ROMA, martes 22 mayo 2012 (ZENIT.org).- Richard Francis Burton y sobre todo John Hanning Speke han pasado a la historia como los descubridores en 1858 de las fuentes del Nilo, que situaron en el Lago Victoria. Pero, en realidad, fue un jesuita español de Madrid, Pedro Paéz, quien había descubierto, dos siglos antes, cuál era la fuente principal de uno de los más grandes ríos del mundo.

La “reivindicación” la ha hecho el escrito español Fernando Paz, en su libro “Antes que Nadie”, de la editorial Libroslibres. Paz dedica un capítulo al heroísmo del jesuita madrileño, que anticipó en dos siglos la revelación de uno de los grandes mitos de la historia.

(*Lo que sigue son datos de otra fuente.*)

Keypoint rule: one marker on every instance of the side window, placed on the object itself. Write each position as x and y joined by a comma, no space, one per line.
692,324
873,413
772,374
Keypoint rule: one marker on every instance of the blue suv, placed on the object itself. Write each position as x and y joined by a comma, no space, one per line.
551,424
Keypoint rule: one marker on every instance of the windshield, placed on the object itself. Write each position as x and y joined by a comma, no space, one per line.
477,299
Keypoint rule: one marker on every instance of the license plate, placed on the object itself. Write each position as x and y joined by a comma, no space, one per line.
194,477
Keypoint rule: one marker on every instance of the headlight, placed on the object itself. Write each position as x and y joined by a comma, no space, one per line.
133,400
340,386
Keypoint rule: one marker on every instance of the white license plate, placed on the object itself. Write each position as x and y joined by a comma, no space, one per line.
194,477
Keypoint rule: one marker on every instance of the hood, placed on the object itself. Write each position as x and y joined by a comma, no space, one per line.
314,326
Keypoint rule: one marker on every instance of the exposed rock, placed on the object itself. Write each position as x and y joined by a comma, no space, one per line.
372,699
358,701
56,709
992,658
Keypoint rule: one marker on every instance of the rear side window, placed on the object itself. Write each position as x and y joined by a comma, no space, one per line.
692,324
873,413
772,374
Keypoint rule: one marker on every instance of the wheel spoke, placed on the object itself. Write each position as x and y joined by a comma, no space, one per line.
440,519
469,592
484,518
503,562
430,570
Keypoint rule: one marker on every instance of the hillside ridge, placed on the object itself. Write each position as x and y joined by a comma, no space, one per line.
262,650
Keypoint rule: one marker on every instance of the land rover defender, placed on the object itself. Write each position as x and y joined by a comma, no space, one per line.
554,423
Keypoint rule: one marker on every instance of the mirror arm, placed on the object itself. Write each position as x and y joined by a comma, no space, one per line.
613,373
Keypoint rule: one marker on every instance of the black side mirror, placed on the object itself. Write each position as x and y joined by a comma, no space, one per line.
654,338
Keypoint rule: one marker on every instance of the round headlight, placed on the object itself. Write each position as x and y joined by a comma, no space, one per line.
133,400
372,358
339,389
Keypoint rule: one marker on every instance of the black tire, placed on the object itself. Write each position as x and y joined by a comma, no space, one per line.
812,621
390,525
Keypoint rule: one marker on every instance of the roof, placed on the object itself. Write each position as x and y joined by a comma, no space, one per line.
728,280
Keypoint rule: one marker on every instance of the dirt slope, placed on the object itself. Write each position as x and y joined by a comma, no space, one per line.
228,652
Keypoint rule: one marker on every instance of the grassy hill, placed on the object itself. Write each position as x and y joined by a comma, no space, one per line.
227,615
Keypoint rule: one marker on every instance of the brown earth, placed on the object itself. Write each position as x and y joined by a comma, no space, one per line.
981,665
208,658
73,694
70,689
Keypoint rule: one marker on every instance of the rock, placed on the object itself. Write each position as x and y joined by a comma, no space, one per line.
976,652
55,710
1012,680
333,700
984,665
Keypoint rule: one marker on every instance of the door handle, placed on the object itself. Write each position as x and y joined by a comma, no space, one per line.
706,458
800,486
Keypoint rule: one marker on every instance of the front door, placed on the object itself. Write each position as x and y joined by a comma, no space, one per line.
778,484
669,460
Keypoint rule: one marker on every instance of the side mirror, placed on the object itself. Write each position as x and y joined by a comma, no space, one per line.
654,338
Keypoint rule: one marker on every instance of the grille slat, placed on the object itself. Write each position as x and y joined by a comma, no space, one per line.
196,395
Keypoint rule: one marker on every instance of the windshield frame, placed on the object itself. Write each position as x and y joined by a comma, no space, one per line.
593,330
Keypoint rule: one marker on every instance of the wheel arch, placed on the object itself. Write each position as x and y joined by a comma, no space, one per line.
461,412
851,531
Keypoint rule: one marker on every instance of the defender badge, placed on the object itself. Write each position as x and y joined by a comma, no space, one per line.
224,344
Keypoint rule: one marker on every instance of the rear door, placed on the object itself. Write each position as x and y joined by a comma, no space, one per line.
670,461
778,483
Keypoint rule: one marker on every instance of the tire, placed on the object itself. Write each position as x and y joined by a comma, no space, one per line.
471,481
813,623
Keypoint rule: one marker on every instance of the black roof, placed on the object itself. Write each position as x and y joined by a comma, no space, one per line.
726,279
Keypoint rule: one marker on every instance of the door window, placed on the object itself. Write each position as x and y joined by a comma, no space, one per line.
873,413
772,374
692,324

Burton y Speke en efecto descubrieron el origen del Nilo Blanco, en el punto más lejano de la desembocadura, en el lago Victoria, pero en un río lo que cuenta es el caudal de agua, y en este caso es el Nilo Azul el que lleva el 80% de las aguas, y que recoge las del Nilo Blanco hasta Omdurman.

Y son justo estas aguas las que encontró el padre Paéz. El jesuita nació en 1564 en Olmeda de la Cebolla, estudió en Coimbra, se hizo sacerdote en Goa, e inició un viaje para llegar a la costa somalí. Una odisea que le llevó a todo tipo de aventuras: paludismo, piratas, captura por los turcos, torturas y cárcel, y por último la venta como esclavo al sultán de Yemen.

Y luego la travesía a pie del desierto, alimentándose de langostas. Páez recorrió y describió zonas como el desierto de Habramaut y Rub-al-Khali, de cuyo descubrimiento dos siglos más tarde se atribuyeron el mérito otros europeos.

En 1603, decidió partir para evangelizar Etiopía, se hacía llamar Abdullah y se puso en marcha. Se quedó en Abisinia veinte años y un día, acompañando al rey en un paseo a caballo descubrió las fuentes del Nilo. Era el 21 de abril de 1618. “Confieso que me alegré de ver lo que antiguamente desearon tanto ver el rey Ciro y su hijo Cambises, el gran Alejandro y el famoso Julio César”, escribió en su “Historia de Etiopía” en 1620, donde trata su descubrimiento con desprendimiento. Le interesaban más los bautismos.